All material used with the kind permission of the author, given to me personally.

from RANCHING

"Black Bears on Oso Ridge

It was September 30, 1967, and we were gathering cattle on the Oso Ridge Allotment in the Zuni Mountains of western New Mexico. Our Forest Service grazing permit was from May 1 to September 30. We had stocked the permit with 235 steer yearlings and were gathering them to truck them to the Canyon Largo ranch north of Ambrosio Lake.

During the summer, bears had killed eight yearlings which we had seen. I was pretty certain there were others we had not seen. It was rough country covered with brush, trees, and rocky canyons. Max Miller, the Navajo cowboy looking after the cattle, had reported seeing a lame sow with two cubs near one of the carcasses at Ojo Bonito, a spring on the Continental Divide.

I reported the losses to the State Game Warden, and he gave us permission to kill any bear found killing or eating a carcass. He also told us, if we killed one, to skin it and take the skin to him. I took Max Miller a 44 Remington rifle with instructions to shoot any bear killing cattle. He carried the rifle but never used it.

I asked him later why he didn't use it, and, looking me straight in the eye, answered, “There are spiritual reasons.” I respected his opinion and suggested he continue to carry the rifle, and fire it in the air to spook the beast if he saw one messing around with the cattle.

Usually the kills were near waters where the cattle watered. In the hot days of summer, the cattle drank water, then lay down to rest, chew the cud, and sleep. Bears generally surprised and struck a snoozing yearling with a vicious blow, stunned him, then went for the jugular.

We had to save every steer we possibly could, to repay the cattle loan to the bank and cover the fixed and operating expenses. Like most ranchers, some years we made a little money, some years we broke even, and some years we lost money. Ranching is a great way of life, but also a very risky business.

After a hearty breakfast, we left Valle Largo camp in a light-falling early snow to finish gathering the last of the yearlings. There were three of us, and we headed in different directions to cover the 13,000-acre allotment. I was riding Amos, a good Palomino horse we had raised on the ranch. I packed a 30-30 Remington just in case.

I reached Ojo Bonito about mid-morning, and snow was still falling lightly. Approaching the spring, I heard a bear grunt and saw it running into a thick wooded area followed by two small cubs. It was the large black sow, limping from the right front leg, that had left signs at several of the other kills. They had been eating on a relatively fresh kill, and I decided to follow and try to put an end to the killing.

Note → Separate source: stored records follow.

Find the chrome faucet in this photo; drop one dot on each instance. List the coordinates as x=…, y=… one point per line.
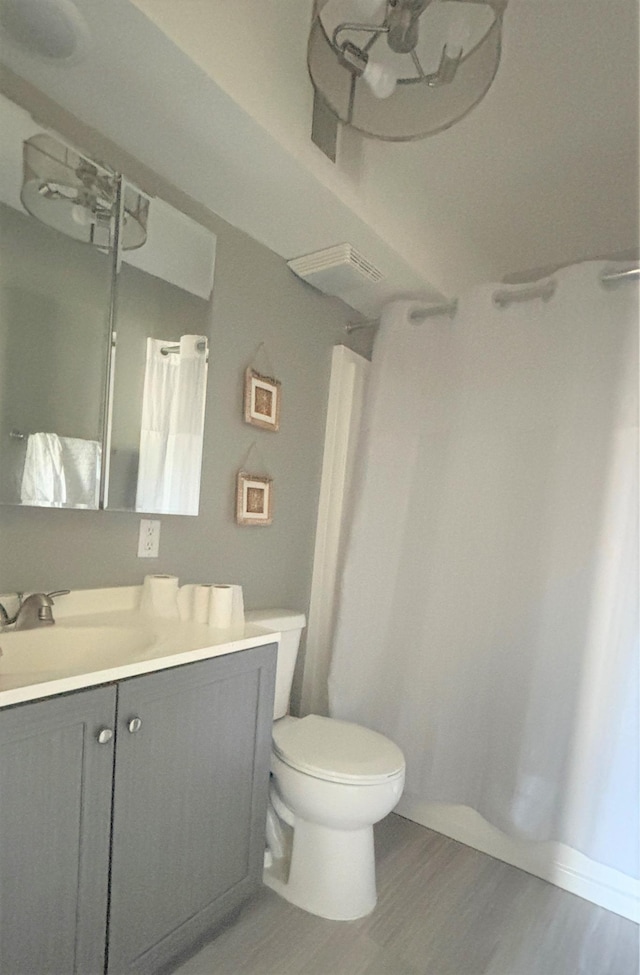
x=36, y=610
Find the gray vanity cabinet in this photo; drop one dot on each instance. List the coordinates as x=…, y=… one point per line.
x=190, y=795
x=135, y=843
x=55, y=809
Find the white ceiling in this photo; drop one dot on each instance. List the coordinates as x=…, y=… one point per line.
x=543, y=172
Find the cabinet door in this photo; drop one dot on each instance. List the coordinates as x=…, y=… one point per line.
x=189, y=804
x=55, y=812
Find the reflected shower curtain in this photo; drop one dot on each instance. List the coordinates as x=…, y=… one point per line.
x=172, y=427
x=488, y=618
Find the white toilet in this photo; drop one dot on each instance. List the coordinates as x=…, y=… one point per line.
x=331, y=781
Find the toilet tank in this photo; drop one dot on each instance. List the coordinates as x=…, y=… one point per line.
x=290, y=625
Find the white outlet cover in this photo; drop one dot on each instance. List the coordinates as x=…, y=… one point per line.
x=149, y=539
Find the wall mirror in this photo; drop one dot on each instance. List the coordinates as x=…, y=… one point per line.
x=104, y=325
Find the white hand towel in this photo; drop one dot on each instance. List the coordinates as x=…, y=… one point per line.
x=43, y=480
x=81, y=463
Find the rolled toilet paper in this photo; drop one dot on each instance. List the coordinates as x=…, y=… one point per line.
x=185, y=601
x=201, y=603
x=237, y=609
x=221, y=607
x=160, y=596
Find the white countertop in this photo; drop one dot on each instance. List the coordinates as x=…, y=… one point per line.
x=163, y=643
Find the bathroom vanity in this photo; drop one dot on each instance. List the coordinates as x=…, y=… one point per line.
x=132, y=808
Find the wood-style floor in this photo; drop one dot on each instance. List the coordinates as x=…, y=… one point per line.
x=443, y=909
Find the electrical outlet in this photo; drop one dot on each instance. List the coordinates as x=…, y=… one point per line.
x=149, y=539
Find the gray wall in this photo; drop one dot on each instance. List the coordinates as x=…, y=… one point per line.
x=256, y=300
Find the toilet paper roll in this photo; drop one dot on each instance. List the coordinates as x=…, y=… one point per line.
x=221, y=607
x=201, y=602
x=160, y=596
x=185, y=602
x=237, y=610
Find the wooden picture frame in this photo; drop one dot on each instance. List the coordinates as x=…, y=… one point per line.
x=254, y=499
x=261, y=400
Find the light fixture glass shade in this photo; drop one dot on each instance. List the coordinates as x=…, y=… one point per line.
x=448, y=71
x=78, y=197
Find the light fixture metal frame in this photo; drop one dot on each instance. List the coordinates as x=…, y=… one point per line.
x=429, y=82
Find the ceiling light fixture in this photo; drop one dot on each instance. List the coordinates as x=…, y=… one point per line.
x=403, y=69
x=78, y=197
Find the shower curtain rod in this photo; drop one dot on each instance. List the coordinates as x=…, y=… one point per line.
x=417, y=315
x=175, y=349
x=544, y=289
x=612, y=277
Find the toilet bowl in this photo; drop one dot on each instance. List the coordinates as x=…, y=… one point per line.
x=331, y=781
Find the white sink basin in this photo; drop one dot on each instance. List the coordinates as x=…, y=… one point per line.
x=70, y=649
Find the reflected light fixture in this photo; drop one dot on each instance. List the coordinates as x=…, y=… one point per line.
x=77, y=197
x=400, y=70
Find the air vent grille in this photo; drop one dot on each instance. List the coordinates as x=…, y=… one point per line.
x=336, y=270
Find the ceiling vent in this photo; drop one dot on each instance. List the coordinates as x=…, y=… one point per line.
x=336, y=270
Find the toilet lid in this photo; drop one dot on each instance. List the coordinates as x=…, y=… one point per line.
x=337, y=751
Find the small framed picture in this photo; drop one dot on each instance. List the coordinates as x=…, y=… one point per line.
x=261, y=400
x=254, y=500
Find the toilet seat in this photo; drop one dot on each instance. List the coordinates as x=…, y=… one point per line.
x=337, y=751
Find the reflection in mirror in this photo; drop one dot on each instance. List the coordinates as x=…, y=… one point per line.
x=76, y=324
x=54, y=316
x=162, y=322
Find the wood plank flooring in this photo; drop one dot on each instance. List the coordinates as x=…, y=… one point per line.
x=443, y=909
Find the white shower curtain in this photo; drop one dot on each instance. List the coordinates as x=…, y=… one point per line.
x=488, y=616
x=172, y=427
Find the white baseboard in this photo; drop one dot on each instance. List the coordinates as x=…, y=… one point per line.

I could hear her breaking limbs as they ran down the heavily wooded canyon. It was easy tracking in the snow. About a mile down the canyon, where it meets Alamosa Canyon, I lost their tracks in the scrub oak and thought I had lost them. Suddenly, she got up with a grunt some 30 yards away, and they started running again. Apparently she figured I had given up the chase, and they had lay down to rest.

She was running with a pronounced limp, almost holding her foreleg in the air. Since she had slowed down, it was easier to follow. I could hear her breaking limbs of fallen aspens as they ran, and I was able to get sight of them from time to time.

After a while, she decided to climb out of the shallow canyon and started to cross an open meadow with tall grass to her belly. I jumped off Amos and leaned the old 30-30 on a ponderosa pine and fired as she ran with her cubs across the open ground. The shot knocked her down, and the little cubs ran across the meadow and climbed a pine tree, crying like babies.

She struggled getting up on her hind legs, and began to look for me then started awkwardly walking towards me. I fired again and she kept coming, and I kept firing until she went down again. After a few minutes, I walked slowly with the gun at the ready to make sure she was dead. As I got closer, she tried to get up and I finished her off with shot to the head.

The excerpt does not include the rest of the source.